Chambre

Définir le statut des travailleurs de plateforme

Mercredi en commission de travail, la cellule scientifique de la Chambre a présenté le résultat de ses recherches. En vue de l’application de la directive européenne, les députés en ont profité pour questionner les experts et le ministre du Travail, Marc Spautz.

Teilweise als Selbstständige deklarierte Plattformarbeiter diskutieren ihre tatsächliche Beschäftigungssituation.

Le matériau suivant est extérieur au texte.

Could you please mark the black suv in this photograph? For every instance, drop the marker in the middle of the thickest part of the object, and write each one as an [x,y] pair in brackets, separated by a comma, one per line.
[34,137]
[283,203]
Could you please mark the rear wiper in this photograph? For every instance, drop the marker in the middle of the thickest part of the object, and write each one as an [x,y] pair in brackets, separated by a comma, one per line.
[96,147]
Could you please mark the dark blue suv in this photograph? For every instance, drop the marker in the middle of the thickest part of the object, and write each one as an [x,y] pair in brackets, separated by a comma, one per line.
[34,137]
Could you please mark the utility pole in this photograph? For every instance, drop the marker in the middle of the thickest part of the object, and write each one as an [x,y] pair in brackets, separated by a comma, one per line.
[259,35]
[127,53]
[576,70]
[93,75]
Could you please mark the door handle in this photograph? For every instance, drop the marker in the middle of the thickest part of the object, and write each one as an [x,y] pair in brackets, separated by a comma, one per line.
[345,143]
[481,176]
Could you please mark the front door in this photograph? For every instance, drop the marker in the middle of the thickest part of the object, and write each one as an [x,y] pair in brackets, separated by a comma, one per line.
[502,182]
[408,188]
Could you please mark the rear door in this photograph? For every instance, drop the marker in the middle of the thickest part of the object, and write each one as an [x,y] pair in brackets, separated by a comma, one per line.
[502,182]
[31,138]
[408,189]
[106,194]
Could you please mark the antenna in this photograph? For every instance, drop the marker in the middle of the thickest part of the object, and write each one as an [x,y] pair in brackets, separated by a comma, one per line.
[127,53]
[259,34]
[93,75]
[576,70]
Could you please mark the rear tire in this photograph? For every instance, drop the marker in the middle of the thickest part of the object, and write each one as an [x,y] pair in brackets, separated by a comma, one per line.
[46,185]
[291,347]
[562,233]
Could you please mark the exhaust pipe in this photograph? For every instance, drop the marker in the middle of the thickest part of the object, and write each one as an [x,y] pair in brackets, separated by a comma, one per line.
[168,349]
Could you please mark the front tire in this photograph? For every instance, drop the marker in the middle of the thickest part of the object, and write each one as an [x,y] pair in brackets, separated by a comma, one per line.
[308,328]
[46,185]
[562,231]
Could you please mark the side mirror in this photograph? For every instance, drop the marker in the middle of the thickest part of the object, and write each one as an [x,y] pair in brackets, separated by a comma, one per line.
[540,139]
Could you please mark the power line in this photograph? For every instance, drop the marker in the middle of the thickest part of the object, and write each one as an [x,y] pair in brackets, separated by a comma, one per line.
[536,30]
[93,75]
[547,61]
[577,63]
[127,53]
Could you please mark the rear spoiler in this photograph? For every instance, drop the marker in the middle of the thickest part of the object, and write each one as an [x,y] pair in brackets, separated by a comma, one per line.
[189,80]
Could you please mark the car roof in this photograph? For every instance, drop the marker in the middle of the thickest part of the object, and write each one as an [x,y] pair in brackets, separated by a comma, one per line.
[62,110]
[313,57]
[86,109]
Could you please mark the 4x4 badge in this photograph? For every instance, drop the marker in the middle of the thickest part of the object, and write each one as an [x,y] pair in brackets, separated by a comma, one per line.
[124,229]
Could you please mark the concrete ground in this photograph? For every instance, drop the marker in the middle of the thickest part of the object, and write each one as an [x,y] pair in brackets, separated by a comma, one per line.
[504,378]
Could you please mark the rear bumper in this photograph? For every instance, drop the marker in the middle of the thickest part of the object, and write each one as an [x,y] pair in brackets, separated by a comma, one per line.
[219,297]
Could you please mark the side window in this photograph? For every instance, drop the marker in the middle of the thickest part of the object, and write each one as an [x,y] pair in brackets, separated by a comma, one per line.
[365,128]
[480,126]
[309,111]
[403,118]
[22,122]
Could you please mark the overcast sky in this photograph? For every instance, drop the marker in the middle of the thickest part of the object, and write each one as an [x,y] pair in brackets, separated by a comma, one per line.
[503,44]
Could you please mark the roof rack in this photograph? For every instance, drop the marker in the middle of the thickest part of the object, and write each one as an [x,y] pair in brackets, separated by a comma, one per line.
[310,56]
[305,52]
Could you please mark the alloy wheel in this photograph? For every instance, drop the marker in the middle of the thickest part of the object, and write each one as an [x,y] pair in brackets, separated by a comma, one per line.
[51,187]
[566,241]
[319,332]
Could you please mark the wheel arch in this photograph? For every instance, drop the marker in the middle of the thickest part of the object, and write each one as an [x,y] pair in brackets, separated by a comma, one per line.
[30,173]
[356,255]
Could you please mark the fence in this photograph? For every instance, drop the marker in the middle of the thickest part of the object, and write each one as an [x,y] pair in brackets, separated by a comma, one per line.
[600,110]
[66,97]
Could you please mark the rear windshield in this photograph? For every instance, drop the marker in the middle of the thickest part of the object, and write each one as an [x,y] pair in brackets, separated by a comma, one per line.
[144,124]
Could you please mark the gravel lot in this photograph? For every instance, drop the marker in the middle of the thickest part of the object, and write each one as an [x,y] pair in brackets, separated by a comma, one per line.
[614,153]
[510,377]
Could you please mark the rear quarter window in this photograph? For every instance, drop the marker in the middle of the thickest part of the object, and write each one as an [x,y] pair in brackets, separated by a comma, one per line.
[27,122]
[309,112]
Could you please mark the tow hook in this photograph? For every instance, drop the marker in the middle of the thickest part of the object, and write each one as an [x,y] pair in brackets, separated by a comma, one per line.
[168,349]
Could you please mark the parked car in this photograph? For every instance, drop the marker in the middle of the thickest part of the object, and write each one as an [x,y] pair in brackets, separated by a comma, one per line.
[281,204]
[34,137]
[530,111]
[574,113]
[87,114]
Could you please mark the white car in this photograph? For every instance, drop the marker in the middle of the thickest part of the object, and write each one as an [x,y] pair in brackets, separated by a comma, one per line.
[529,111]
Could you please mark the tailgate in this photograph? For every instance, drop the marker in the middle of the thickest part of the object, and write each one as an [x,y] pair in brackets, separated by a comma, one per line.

Une partie des travailleurs de plateforme déclarés en tant qu’„indépendants“ ne le seraient pas vraiment Foto: Editpress/Hervé Montaigu

Dans le travail de plateforme, un site internet est censé faire la liaison entre un travailleur indépendant et son client. Or, l’explosion des applications de livraisons de nourriture et de transports VTC appelle à de nouvelles régulations pour ce secteur professionnel. La directive européenne du 23 octobre 2024 devrait également clarifier leur situation.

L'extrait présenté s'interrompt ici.